Now imagine you’re asking for per-field, per-object, per-service access control. Engineers will push back, and rightly so. They’ve probably already optimized the system with coarse-grained roles or scopes for performance reasons.
Security teams should understand this. If we want high-granularity enforcement, we need to:
Propose smart defaults and fallback behaviors.
Accept that enforcement will come with tradeoffs.
Be ready to invest in performance tuning or propose asynchronous evaluation when synchronous enforcement isn’t viable.
Engineering tradeoffs are risk decisions
Here’s the bigger picture.
All these engineering tradeoffs are ultimately risk decisions. When you cache something, you might leak stale or outdated data. When you delay scanning, you introduce exposure. When you simplify permissioning, you increase blast radius.
Security people should be excellent at weighing risk. That’s what makes understanding engineering tradeoffs so powerful because it turns performance concerns into structured risk conversations.
Too often, security gets stuck playing translator: trying to explain abstract risks to engineers, and then struggling to convince leadership to act. That’s the inefficient mode I’ve written about before.
But when security understands the system and can speak in terms of latency, throughput, memory, and tradeoffs, we stop being translators and start being collaborators.
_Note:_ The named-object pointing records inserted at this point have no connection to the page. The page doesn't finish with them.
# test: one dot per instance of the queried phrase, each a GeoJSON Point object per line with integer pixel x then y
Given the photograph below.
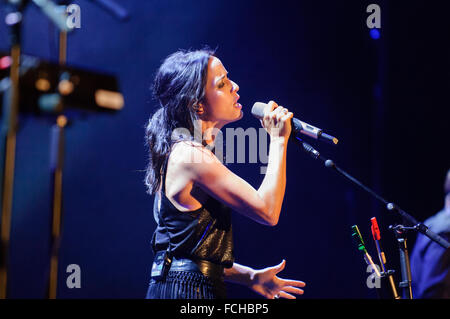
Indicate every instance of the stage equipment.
{"type": "Point", "coordinates": [382, 257]}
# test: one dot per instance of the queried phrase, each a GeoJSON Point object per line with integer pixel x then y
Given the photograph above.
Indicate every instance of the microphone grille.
{"type": "Point", "coordinates": [258, 109]}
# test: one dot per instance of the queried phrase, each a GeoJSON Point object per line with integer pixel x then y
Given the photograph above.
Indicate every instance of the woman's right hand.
{"type": "Point", "coordinates": [277, 121]}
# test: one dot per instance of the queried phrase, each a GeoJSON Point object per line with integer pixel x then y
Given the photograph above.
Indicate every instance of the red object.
{"type": "Point", "coordinates": [375, 229]}
{"type": "Point", "coordinates": [5, 62]}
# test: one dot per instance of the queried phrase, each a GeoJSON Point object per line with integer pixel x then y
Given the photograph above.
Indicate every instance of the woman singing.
{"type": "Point", "coordinates": [195, 193]}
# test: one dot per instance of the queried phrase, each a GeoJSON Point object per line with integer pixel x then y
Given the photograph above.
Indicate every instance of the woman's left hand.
{"type": "Point", "coordinates": [266, 283]}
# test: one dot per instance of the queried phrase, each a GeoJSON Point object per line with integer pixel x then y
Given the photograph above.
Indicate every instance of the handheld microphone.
{"type": "Point", "coordinates": [299, 127]}
{"type": "Point", "coordinates": [356, 235]}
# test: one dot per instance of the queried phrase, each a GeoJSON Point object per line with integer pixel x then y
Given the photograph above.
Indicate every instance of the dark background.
{"type": "Point", "coordinates": [386, 100]}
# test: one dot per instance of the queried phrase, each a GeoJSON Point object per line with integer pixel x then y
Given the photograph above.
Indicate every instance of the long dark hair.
{"type": "Point", "coordinates": [179, 85]}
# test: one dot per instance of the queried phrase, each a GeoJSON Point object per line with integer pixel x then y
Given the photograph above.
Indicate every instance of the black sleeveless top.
{"type": "Point", "coordinates": [205, 233]}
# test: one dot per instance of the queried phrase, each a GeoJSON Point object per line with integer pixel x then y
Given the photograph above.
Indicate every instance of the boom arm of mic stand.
{"type": "Point", "coordinates": [423, 229]}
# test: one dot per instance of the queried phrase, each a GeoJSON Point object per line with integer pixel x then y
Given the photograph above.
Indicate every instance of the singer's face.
{"type": "Point", "coordinates": [221, 98]}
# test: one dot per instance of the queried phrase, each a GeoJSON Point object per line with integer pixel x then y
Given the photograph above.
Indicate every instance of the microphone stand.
{"type": "Point", "coordinates": [400, 230]}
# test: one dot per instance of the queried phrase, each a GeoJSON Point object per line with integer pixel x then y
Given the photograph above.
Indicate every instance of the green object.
{"type": "Point", "coordinates": [356, 235]}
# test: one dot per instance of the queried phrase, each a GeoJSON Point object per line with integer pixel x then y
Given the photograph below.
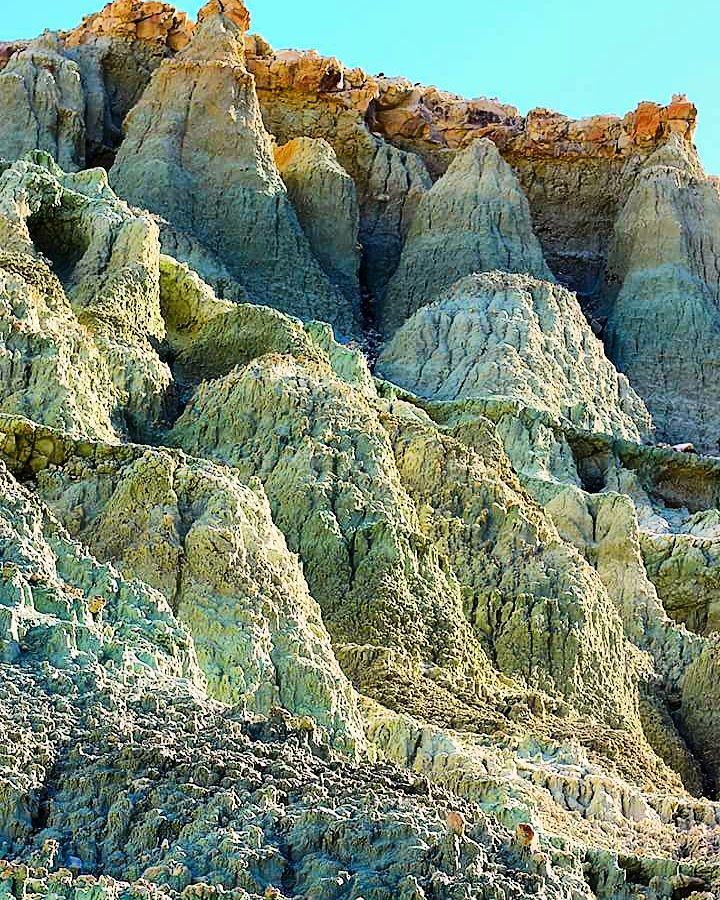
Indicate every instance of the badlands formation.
{"type": "Point", "coordinates": [359, 481]}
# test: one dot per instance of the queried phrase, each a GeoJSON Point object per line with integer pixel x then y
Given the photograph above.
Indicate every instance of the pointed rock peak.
{"type": "Point", "coordinates": [234, 10]}
{"type": "Point", "coordinates": [219, 33]}
{"type": "Point", "coordinates": [153, 22]}
{"type": "Point", "coordinates": [676, 153]}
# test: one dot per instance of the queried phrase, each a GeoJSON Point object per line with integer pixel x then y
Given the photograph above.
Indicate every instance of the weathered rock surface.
{"type": "Point", "coordinates": [445, 633]}
{"type": "Point", "coordinates": [205, 540]}
{"type": "Point", "coordinates": [208, 170]}
{"type": "Point", "coordinates": [665, 319]}
{"type": "Point", "coordinates": [325, 200]}
{"type": "Point", "coordinates": [97, 316]}
{"type": "Point", "coordinates": [474, 219]}
{"type": "Point", "coordinates": [43, 105]}
{"type": "Point", "coordinates": [512, 337]}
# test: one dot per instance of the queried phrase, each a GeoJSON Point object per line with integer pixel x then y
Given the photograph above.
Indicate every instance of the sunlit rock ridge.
{"type": "Point", "coordinates": [359, 497]}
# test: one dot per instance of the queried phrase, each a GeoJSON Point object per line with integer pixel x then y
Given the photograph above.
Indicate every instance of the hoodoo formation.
{"type": "Point", "coordinates": [359, 481]}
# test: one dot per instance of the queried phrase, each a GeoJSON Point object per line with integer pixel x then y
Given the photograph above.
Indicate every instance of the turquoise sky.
{"type": "Point", "coordinates": [576, 56]}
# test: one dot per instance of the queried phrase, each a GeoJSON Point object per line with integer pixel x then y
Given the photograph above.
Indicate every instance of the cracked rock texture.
{"type": "Point", "coordinates": [337, 558]}
{"type": "Point", "coordinates": [474, 219]}
{"type": "Point", "coordinates": [208, 171]}
{"type": "Point", "coordinates": [664, 320]}
{"type": "Point", "coordinates": [514, 337]}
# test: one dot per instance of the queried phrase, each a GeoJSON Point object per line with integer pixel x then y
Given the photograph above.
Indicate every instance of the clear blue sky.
{"type": "Point", "coordinates": [577, 56]}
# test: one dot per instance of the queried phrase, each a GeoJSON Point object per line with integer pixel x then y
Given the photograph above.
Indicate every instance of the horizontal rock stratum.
{"type": "Point", "coordinates": [359, 511]}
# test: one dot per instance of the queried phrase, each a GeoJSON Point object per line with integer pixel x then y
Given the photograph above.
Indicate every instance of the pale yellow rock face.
{"type": "Point", "coordinates": [287, 612]}
{"type": "Point", "coordinates": [664, 323]}
{"type": "Point", "coordinates": [210, 174]}
{"type": "Point", "coordinates": [514, 338]}
{"type": "Point", "coordinates": [325, 200]}
{"type": "Point", "coordinates": [474, 219]}
{"type": "Point", "coordinates": [43, 105]}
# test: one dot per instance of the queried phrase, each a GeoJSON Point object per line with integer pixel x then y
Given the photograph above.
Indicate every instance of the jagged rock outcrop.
{"type": "Point", "coordinates": [475, 567]}
{"type": "Point", "coordinates": [576, 173]}
{"type": "Point", "coordinates": [134, 20]}
{"type": "Point", "coordinates": [237, 207]}
{"type": "Point", "coordinates": [474, 219]}
{"type": "Point", "coordinates": [43, 104]}
{"type": "Point", "coordinates": [340, 494]}
{"type": "Point", "coordinates": [304, 94]}
{"type": "Point", "coordinates": [664, 322]}
{"type": "Point", "coordinates": [325, 200]}
{"type": "Point", "coordinates": [97, 316]}
{"type": "Point", "coordinates": [499, 336]}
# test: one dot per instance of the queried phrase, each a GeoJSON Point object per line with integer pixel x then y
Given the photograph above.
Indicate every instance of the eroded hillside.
{"type": "Point", "coordinates": [359, 523]}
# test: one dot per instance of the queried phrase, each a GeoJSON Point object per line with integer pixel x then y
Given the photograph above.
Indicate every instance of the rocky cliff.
{"type": "Point", "coordinates": [344, 551]}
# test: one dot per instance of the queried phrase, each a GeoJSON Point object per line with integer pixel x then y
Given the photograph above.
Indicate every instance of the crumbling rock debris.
{"type": "Point", "coordinates": [336, 556]}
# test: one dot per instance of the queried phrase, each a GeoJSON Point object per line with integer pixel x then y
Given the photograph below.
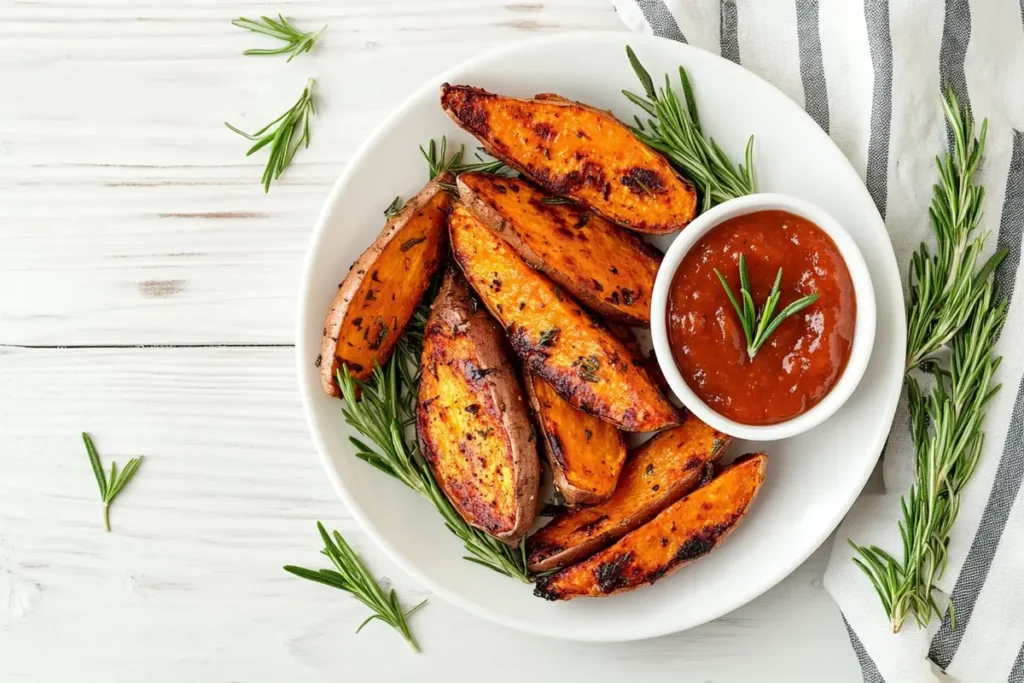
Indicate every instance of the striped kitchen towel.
{"type": "Point", "coordinates": [870, 74]}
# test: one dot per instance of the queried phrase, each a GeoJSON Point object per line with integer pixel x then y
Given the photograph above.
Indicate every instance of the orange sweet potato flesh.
{"type": "Point", "coordinates": [383, 287]}
{"type": "Point", "coordinates": [471, 417]}
{"type": "Point", "coordinates": [657, 474]}
{"type": "Point", "coordinates": [608, 269]}
{"type": "Point", "coordinates": [586, 454]}
{"type": "Point", "coordinates": [557, 341]}
{"type": "Point", "coordinates": [684, 531]}
{"type": "Point", "coordinates": [577, 151]}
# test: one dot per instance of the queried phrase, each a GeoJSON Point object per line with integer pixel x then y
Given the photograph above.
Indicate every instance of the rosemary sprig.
{"type": "Point", "coordinates": [439, 162]}
{"type": "Point", "coordinates": [352, 577]}
{"type": "Point", "coordinates": [382, 409]}
{"type": "Point", "coordinates": [110, 485]}
{"type": "Point", "coordinates": [394, 208]}
{"type": "Point", "coordinates": [946, 287]}
{"type": "Point", "coordinates": [290, 131]}
{"type": "Point", "coordinates": [674, 130]}
{"type": "Point", "coordinates": [758, 326]}
{"type": "Point", "coordinates": [296, 41]}
{"type": "Point", "coordinates": [951, 301]}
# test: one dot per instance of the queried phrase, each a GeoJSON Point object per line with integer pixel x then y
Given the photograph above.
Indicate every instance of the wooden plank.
{"type": "Point", "coordinates": [131, 215]}
{"type": "Point", "coordinates": [188, 585]}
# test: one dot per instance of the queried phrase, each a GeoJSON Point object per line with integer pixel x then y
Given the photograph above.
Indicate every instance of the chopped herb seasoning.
{"type": "Point", "coordinates": [409, 244]}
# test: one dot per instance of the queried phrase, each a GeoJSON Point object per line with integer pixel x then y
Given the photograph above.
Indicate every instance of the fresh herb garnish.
{"type": "Point", "coordinates": [291, 129]}
{"type": "Point", "coordinates": [951, 302]}
{"type": "Point", "coordinates": [438, 161]}
{"type": "Point", "coordinates": [394, 208]}
{"type": "Point", "coordinates": [674, 130]}
{"type": "Point", "coordinates": [758, 326]}
{"type": "Point", "coordinates": [381, 409]}
{"type": "Point", "coordinates": [110, 485]}
{"type": "Point", "coordinates": [296, 41]}
{"type": "Point", "coordinates": [352, 577]}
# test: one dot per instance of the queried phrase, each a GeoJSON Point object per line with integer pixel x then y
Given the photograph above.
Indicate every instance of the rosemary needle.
{"type": "Point", "coordinates": [281, 134]}
{"type": "Point", "coordinates": [351, 575]}
{"type": "Point", "coordinates": [952, 303]}
{"type": "Point", "coordinates": [296, 41]}
{"type": "Point", "coordinates": [110, 485]}
{"type": "Point", "coordinates": [758, 326]}
{"type": "Point", "coordinates": [674, 130]}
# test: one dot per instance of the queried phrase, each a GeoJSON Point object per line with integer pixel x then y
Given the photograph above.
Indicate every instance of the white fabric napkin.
{"type": "Point", "coordinates": [870, 74]}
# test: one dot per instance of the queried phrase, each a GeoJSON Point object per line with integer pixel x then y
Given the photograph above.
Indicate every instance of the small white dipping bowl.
{"type": "Point", "coordinates": [863, 336]}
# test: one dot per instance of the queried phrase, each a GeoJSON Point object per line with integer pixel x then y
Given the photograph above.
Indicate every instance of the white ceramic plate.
{"type": "Point", "coordinates": [812, 479]}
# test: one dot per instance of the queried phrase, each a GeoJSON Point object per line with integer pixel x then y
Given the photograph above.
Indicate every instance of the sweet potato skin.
{"type": "Point", "coordinates": [557, 341]}
{"type": "Point", "coordinates": [383, 287]}
{"type": "Point", "coordinates": [580, 152]}
{"type": "Point", "coordinates": [608, 269]}
{"type": "Point", "coordinates": [471, 418]}
{"type": "Point", "coordinates": [586, 454]}
{"type": "Point", "coordinates": [683, 532]}
{"type": "Point", "coordinates": [657, 474]}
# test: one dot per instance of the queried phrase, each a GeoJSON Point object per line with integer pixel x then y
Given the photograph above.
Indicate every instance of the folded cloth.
{"type": "Point", "coordinates": [871, 75]}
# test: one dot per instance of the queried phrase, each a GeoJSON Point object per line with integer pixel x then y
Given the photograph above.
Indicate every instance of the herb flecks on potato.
{"type": "Point", "coordinates": [586, 454]}
{"type": "Point", "coordinates": [382, 289]}
{"type": "Point", "coordinates": [579, 152]}
{"type": "Point", "coordinates": [557, 341]}
{"type": "Point", "coordinates": [471, 417]}
{"type": "Point", "coordinates": [657, 474]}
{"type": "Point", "coordinates": [608, 269]}
{"type": "Point", "coordinates": [684, 531]}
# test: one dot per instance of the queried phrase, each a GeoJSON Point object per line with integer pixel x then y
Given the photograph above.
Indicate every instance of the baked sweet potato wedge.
{"type": "Point", "coordinates": [684, 531]}
{"type": "Point", "coordinates": [580, 152]}
{"type": "Point", "coordinates": [586, 454]}
{"type": "Point", "coordinates": [655, 475]}
{"type": "Point", "coordinates": [608, 269]}
{"type": "Point", "coordinates": [557, 341]}
{"type": "Point", "coordinates": [383, 287]}
{"type": "Point", "coordinates": [471, 418]}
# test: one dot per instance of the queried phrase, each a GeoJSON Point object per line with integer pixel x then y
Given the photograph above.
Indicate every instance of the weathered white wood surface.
{"type": "Point", "coordinates": [129, 218]}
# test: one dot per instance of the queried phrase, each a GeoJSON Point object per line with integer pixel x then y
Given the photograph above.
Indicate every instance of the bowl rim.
{"type": "Point", "coordinates": [863, 336]}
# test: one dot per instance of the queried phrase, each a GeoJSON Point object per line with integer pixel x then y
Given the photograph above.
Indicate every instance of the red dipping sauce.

That’s what makes security more efficient. That’s when we start to build again.
On top of that, it shows that we add business value by translating and marrying security risks with engineering risks to help resolve potential business risks. This is especially useful in high-growth startups where we might have to trade off security risks with engineering velocity risks. That is, we might take on some security risk to ensure engineering velocity continues to be fast.
Security Engineering is an Agent of Change
This is why I keep pushing for more security engineering teams, not just security operations.
When security engineers understand both the technical architecture and the risk landscape, they can do two things:
Prioritize intelligently. They know which risks are real and worth fixing.
Act independently. They don’t have to throw the risk over the fence to engineering — they can fix it themselves.
This eliminates the costly back-and-forth where each side is working with partial context. It removes the friction of context transfer. It makes security efficient.
This is especially powerful in high-risk areas of the stack, such as auth, secrets management, and infrastructure. Even a small, senior security engineering team can drive impact here. And ideally, they’ll build the tooling that lets the rest of the organization move fast without constant oversight.
That’s how you scale security in modern software orgs, not by avoiding tradeoffs but by owning them.
Reader Exercise
Say a company wants to decide between using JWTs and session ids.
What kinds of engineering vs. security tradeoffs should they be considering?
What works better at scale?
What engineering context do you have to take into consideration when making this decision?
This is the kind of exercise that security teams should be doing regularly. It’s not about finding the “right” answer. It’s about learning to recognize tradeoffs, frame them as risk decisions, and collaborate with engineering to make the best call.